Time course of dicamba degradation by the Ndbn-20ΔmetF1 mutant (A), wild-type Ndbn-20 (B), and the Ndbn-20ΔfolD1 mutant (C). Filled symbols, dicamba concentration; open symbols, OD₆₀₀. The data were derived from three independent measurements, and error bars indicate standard deviations.

FIG 6

Phylogenetic tree constructed on the basis of alignment of MetF1 with related MetF proteins. The multiple-alignment analysis was performed with ClustalX, v2.0, and the phylogenetic tree was constructed by the neighbor-joining method using MEGA 5.0. Bootstrap values (based on 1,000 replications) are indicated at branch nodes.
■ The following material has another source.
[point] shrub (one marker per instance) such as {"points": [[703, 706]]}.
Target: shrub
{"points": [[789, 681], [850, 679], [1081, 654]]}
Bar, 0.2 substitution per nucleotide position. Each item is arranged in the following order: protein name, protein accession number, and organism name. The four MetF proteins from R. dicambivorans Ndbn-20 are underlined. The locus tags of the genes encoding the MetF proteins with NCBI Protein database accession numbers WP_096616645.1 and WP_066959618.1 are CMV14_12645 (in scaffold 50) and CMV14_03770 (in scaffold 02), respectively, and that for MetF with accession number WP_066968257.1 is CMV14_23575.